Like any good survey of a hyper-specific time and place, Driftless Dreamers offers up a group of tracks that represent a wide variety of styles, to say nothing of personalities. But, song to song and side to side, the collection somehow manages to remain spiritually cohesive, perhaps partly because Numero has been laying track for this since all the way back in 2018 with the inclusion of a “Cuca Records primer” in the first issue of their Periodical Numerical zine series.

There’s certainly some of that aforementioned Gram Parsons country-glam pixie-dust sprinkled on more than a few tracks found here (Dave Davis’ “Kentucky Sunshine,” Artie Minz, Ellie Shepherd & The Countrymen’s “Just Another Name”), but there’s also some bouncy Beatle-esque harmonies, however bare-bones they may be (The Lavenders’ “Wanderer,” Duane & The Drifters’ “Tell Me”), lush and fragile folk that wouldn’t feel out of place on a collection of Velvet Underground demos (Menominee’s Patti Whipp with “It’s Gone” and “Walkin'”), a loping full-chested one-note yodel (Gary Chamberlain And The Country Cats covering “Muleskinner Blues”) that ends with a muted staccato CHA CHA CHA, the almost stylistically unclassifiable (Madison’s Johnny Madrid with “Hello Houston (Goodbye Ol’ L.A.)”), and so much more.

The wonderful details crammed into every nook, cranny, and groove of this thing also help the disparate tracklist hang together thematically. The end of each side of vinyl is marked by the sampling of bird songs, recorded in the northwoods of Wisconsin by John D. Curnow in the late 1960s (themselves reissued digitally by Numero a couple years back).
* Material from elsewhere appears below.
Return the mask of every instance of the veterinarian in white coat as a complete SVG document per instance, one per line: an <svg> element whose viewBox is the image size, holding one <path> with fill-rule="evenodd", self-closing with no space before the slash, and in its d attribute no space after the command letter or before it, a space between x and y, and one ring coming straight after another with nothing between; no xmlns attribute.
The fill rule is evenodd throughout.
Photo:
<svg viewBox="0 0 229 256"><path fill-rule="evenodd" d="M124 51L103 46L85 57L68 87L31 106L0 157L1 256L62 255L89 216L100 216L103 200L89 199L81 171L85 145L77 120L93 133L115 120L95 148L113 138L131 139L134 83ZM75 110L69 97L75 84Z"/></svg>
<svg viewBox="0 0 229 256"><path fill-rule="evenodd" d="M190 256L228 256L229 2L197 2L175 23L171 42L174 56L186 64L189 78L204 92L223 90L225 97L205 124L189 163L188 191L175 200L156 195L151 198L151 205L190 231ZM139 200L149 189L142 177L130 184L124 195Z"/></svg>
Curnow, who died in 2018, had his own connections to the Driftless area—he was born in Prairie du Sac and spent part of his career teaching high-school biology in Richland Center.

And speaking of the vinyl, my copy was pressed up in chilly blue to honor the layers of ice that surrounded, but never covered (and thus never contributed glacial deposits, called “drift,” to…), the Driftless Area. (The set is also available on plain black vinyl for a few bucks less, but in this case the colored vinyl is tough to resist.) The liner notes come in the form of a “Wisconsin Gazetteer” which, when unfolded to full size, reveals a map of the state color-coded to identify those un-glaciated regions, as well as markers pointing out where each artist hails from.

I’ve always been a physical media nerd, deriving actual pleasure from well-thought out packaging that pointedly adds dimensionality and substance to the music I’m listening to. From the crushed penny included in the LP sleeve of Godspeed You Black Emperor!’s debut, F♯ A♯ ∞, to the industrial tactility of Talking Heads’ Fear Of Music, tweaks both meaningful and novel accentuate the music contained between the covers, create the sort of overall experience that’s far greater than the sum of its component parts. Driftless Dreamers brings the same level of care and craftsmanship to an important and heretofore hard-to-find chapter in Wisconsin’s musical history.